Simply put, the asset ledger is the log of entries affecting asset accounts from all recorded journal entries. Current assets are separated from long-term assets, and the component accounts of current and long-term assets are broken down. The sub-accounts to the asset ledger can be extensive. Types of fixed assets, for example, would be categorized into specific property, plant, and equipment (PP&E) categories and detailed individually.

The asset ledger is one of many subsidiary ledgers that feed into a company's general ledger. The information contained in the general ledger is used to construct the company's financial statements, including the income statement, balance sheet, and cash flow statement. The general ledger is considered to be a company's "official accounting record." Consolidated information from the asset ledger appears in the asset section at the top of the balance sheet.

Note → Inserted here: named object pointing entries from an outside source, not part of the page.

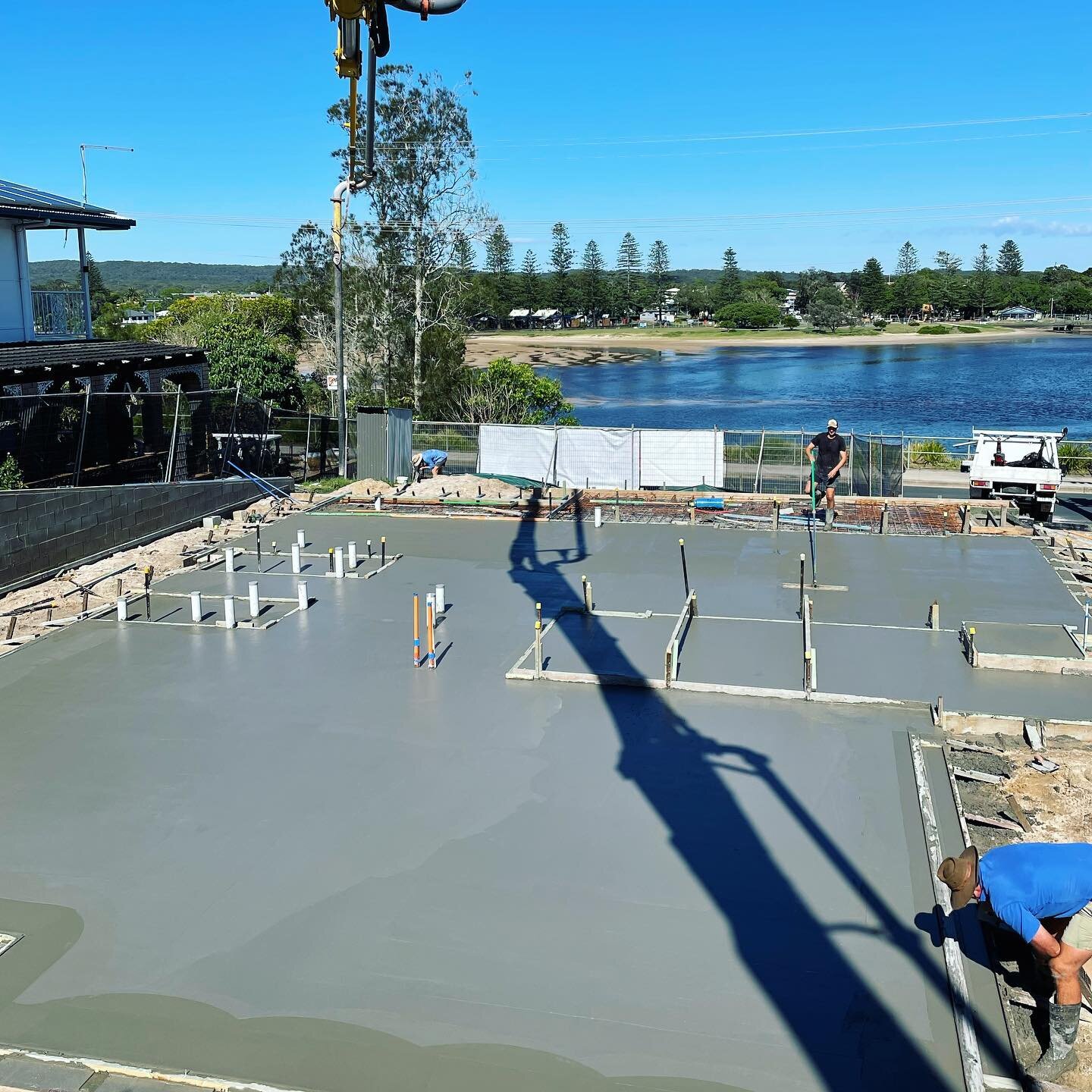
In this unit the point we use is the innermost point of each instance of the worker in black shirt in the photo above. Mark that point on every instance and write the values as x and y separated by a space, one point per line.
833 457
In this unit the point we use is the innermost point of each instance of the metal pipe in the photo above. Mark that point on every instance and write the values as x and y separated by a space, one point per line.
426 8
340 199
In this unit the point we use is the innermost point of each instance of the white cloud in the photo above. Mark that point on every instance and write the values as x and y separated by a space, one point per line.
1024 226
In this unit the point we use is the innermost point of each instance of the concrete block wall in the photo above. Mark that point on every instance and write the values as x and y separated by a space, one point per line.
46 530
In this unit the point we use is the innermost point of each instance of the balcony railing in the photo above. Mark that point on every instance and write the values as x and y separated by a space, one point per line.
59 315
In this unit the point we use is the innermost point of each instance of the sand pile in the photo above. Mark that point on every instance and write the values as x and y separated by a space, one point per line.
447 486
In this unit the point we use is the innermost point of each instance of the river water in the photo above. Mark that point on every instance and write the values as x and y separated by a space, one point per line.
930 390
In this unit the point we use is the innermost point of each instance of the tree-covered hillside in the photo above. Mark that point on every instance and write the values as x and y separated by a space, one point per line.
155 277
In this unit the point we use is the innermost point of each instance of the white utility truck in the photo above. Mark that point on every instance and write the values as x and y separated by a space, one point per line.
1021 468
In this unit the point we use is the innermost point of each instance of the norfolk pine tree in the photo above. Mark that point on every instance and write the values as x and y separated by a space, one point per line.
730 287
659 268
595 287
560 263
531 281
905 290
628 277
873 293
982 280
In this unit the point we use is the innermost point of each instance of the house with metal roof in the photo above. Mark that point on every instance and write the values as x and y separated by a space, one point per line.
47 344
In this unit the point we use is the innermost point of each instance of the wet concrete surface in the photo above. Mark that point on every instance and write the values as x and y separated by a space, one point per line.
288 856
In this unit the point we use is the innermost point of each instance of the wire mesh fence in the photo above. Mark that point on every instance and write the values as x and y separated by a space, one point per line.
459 439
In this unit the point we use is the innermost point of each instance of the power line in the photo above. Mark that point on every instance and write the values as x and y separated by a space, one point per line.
786 134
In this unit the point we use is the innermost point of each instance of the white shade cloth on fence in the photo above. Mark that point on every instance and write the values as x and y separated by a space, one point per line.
522 450
680 457
601 458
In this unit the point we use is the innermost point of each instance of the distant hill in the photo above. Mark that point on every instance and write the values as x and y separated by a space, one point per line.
155 277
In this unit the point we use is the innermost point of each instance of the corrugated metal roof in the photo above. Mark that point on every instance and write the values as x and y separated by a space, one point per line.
24 202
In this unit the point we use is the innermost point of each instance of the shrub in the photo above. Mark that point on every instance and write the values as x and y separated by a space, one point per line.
745 315
933 454
1075 459
11 476
325 485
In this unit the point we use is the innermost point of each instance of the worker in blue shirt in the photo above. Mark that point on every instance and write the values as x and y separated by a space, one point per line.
1025 885
431 460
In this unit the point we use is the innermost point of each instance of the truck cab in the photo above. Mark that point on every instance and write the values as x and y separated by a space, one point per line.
1019 466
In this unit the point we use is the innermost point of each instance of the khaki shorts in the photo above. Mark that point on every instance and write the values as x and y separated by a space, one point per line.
1078 933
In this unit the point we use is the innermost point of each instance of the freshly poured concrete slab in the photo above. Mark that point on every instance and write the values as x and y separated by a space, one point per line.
298 860
1017 640
607 645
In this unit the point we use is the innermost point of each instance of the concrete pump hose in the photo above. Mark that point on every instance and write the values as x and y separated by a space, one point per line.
426 8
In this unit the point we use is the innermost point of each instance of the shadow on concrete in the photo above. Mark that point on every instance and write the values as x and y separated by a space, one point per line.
851 1037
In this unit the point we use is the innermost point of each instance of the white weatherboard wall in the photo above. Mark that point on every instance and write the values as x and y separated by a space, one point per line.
680 457
12 287
604 458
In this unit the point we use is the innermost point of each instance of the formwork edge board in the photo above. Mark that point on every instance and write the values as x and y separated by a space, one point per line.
953 960
140 1072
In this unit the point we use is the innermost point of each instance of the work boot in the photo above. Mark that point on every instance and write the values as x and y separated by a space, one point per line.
1060 1055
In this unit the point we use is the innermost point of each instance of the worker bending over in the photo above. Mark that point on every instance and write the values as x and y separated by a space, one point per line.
431 460
1027 886
828 454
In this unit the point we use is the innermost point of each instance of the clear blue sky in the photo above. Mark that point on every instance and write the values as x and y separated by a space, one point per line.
596 114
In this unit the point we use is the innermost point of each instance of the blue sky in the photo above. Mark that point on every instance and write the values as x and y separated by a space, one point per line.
610 116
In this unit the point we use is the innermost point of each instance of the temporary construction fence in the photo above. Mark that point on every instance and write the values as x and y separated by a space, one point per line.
127 437
603 458
741 461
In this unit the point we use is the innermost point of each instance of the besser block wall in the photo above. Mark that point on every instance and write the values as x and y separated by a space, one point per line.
44 530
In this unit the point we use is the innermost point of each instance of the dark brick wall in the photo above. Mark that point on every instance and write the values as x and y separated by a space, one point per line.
46 530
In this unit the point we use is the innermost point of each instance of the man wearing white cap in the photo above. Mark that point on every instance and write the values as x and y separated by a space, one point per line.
833 456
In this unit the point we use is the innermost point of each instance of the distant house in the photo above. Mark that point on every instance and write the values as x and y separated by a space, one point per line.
46 341
134 318
548 317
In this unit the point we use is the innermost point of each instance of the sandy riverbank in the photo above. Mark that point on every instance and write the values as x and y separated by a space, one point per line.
558 349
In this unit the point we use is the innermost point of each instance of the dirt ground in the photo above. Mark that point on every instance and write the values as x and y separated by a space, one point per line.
1059 808
166 555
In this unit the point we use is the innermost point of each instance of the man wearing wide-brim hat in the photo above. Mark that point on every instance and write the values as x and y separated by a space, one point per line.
1025 885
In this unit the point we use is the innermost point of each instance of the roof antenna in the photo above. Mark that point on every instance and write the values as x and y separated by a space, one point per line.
83 161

Examples of an Asset Ledger

Using our examples from above, let's take a look at how this information would appear in an asset ledger.

Purchasing Goods From Suppliers

When purchasing goods from a supplier, a company would debit supplies (or inventory) and credit the cash account. This journal entry involves two asset accounts. The supplies account would be increased, and the cash account would be decreased. The amounts in this specific transaction will build with amounts from other transactions to calculate the supplies and cash account totals at the end of a fiscal period.

Making Sales to Customers

When making sales to customers, a company may offer a good or service on credit. In this case, at the time of sale, the journal entry would include a debit to accounts receivable (AR) and a credit to sales revenue. This journal entry involves only one asset account, AR, because sales revenue is an equity account. When the customer pays off their balance, the AR account will be credited (decreased) and the cash account will be debited (increased).

Purchasing Machinery to Be Used in Manufacturing

If a company purchases machinery, it will record the transaction as a debit to machinery (a fixed asset account) and a credit to the cash account. This journal entry involves two asset accounts. Machinery would be increased, and cash would be decreased.

Let's assume all of these transactions took place during an accounting period. The company made $250,000 in credit sales on 1/1, purchased $10,000 in supplies on 1/15, and purchased a $100,000 piece of machinery on 1/31. The customers paid their outstanding AR balance on 1/11. With only this available data, the asset ledger would appear as does below.

Asset Date Transaction DR CR Balance
Cash 01/11 Customer paid AR balance $250,000   $250,000
  01/15 Purchased supplies   $10,000 $240,000
  01/31 Purchased machinery   $100,000 $140,000
           
Accounts Receivable 01/01 Made sales on credit $250,000   $250,000
  01/11 Customer paid AR balance   $250,000 $0
           
Supplies 01/15 Purchased supplies $10,000   $10,000
           
Machinery 01/31 Purchased machinery $100,000   $100,000

Asset Ledger vs. Asset Section of the Balance Sheet

Asset ledgers are internal records for a company; therefore, they are not disclosed publicly. For public companies governed by the Securities and Exchange Commission (SEC), financial statements are available to the public. The balance sheet of a company will itemize current and long-term assets, but the individual transaction data will not be available as it would be in an asset ledger.

Honeywell International Inc. listed the following assets on its consolidated balance sheet as of December 31, 2019:

  • Current assets
  • Cash and cash equivalents
  • Short-term investments
  • Net receivables
  • Inventories
  • Other current assets
  • Noncurrent assets
  • Property, plant, and equipment
  • Investments and long-term receivables
  • Goodwill
  • Intangible assets
  • Other long-term assets

In general, some additional details may be provided in a company's notes to financial statements, but the specifics of individual business transactions are kept in records by the company. The transaction details are contained in specific asset accounts, which are then used to "build up" the asset line items that you see on a balance sheet.

Both internal auditors and independent auditors may review these and other ledgers to check for completeness and accuracy to make sure the process of financial statement compilation is sound.